Scapegoating of Immigrants Is Dangerous, Inaccurate, by Drew Callaghan

 … In addition to contributing positively to our national economy, immigrants play a crucial role in stabilizing and revitalizing struggling communities. For decades, rural areas and post-industrial cities have grappled with debilitating out-migration. Many of the communities effectively weathering these upheavals have an influx of immigrants to thank.

Immigrants are pumping new life into communities like Akron, Ohio and Storm Lake, Iowa which, unlike nearby towns, recovered from successive economic shocks by embracing immigrants who fill essential jobs, buy homes, and do the thing elemental to a thriving economy: start businesses and create jobs.

Job creation depends largely on new business formation, and immigrant-founded businesses create new jobs that generate $20 billion annually in local and federal taxes. Embracing and welcoming these individuals isn’t just the humane thing to do. It’s also smart economic development strategy.

Trump and other immigration hawks have proposed a new merit-based system that would invite only the “best and brightest” to America. Humanitarian concerns aside, reducing the number of immigrants with low skills and education may seem like smart economic policy. Again, the data disagree. Immigrants with fewer skills and less education actually create new businesses at a higher rate. Counterintuitive, sure, but some observers suggest the characteristics this population embodies – namely risk-tolerance, perseverance and problem-solving skills – ideally suit them for entrepreneurship.
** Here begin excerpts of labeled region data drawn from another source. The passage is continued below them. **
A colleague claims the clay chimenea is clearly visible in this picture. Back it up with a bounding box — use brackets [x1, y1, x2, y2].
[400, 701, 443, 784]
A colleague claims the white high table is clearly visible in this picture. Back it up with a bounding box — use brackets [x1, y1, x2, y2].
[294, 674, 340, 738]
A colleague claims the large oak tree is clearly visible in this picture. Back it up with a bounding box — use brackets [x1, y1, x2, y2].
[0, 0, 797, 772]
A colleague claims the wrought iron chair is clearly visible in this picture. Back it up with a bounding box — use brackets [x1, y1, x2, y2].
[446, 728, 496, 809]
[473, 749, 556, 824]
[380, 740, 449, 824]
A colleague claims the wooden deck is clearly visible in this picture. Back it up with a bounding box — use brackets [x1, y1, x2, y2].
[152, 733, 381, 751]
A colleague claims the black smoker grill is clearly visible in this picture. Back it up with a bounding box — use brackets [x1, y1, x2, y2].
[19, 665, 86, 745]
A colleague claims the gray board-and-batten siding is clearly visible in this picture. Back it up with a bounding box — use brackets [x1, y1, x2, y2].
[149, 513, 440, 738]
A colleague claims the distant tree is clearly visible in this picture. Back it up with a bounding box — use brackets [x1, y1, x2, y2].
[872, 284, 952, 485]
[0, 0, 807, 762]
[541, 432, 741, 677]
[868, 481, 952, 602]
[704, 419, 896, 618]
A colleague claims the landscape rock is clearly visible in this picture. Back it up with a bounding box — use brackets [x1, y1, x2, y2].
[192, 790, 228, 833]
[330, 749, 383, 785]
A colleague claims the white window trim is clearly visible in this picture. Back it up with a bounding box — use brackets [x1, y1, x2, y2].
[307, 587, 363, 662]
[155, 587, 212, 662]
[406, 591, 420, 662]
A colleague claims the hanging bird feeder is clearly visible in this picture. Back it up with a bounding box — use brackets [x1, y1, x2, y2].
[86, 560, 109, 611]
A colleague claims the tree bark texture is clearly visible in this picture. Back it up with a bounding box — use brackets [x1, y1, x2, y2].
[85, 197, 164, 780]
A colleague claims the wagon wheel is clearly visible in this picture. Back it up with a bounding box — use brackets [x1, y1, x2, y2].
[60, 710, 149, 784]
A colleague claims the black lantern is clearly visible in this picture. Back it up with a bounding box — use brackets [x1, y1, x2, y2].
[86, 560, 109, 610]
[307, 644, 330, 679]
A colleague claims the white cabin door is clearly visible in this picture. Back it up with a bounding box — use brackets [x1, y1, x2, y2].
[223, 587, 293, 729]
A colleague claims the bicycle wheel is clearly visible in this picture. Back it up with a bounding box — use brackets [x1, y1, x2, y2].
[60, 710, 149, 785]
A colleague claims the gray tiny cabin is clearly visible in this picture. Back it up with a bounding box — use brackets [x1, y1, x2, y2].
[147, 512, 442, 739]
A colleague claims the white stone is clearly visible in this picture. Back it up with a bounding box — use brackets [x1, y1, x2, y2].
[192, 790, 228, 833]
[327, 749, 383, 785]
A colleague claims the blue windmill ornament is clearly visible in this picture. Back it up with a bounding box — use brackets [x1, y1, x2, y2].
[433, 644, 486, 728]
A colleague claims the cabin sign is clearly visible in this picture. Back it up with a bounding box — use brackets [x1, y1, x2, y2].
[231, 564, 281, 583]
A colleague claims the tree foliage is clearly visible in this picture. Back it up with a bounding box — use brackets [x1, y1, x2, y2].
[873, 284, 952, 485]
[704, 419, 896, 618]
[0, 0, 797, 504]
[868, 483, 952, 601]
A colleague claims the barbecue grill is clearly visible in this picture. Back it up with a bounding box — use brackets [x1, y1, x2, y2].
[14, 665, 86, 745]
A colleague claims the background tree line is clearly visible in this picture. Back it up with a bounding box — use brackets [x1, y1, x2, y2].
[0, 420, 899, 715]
Even immigrants who don’t start businesses have, at worst, a neutral effect on earnings. An analysis by the libertarian Cato Institute found immigration had no significant impact on the wages of American workers. And, although poor immigrants may tap into social services initially, Cato found they use public benefits at a lower rate than poor native-born citizens over the long term.

Furthermore, the idea that immigrants – particularly refugees – lead to more crime is a myth …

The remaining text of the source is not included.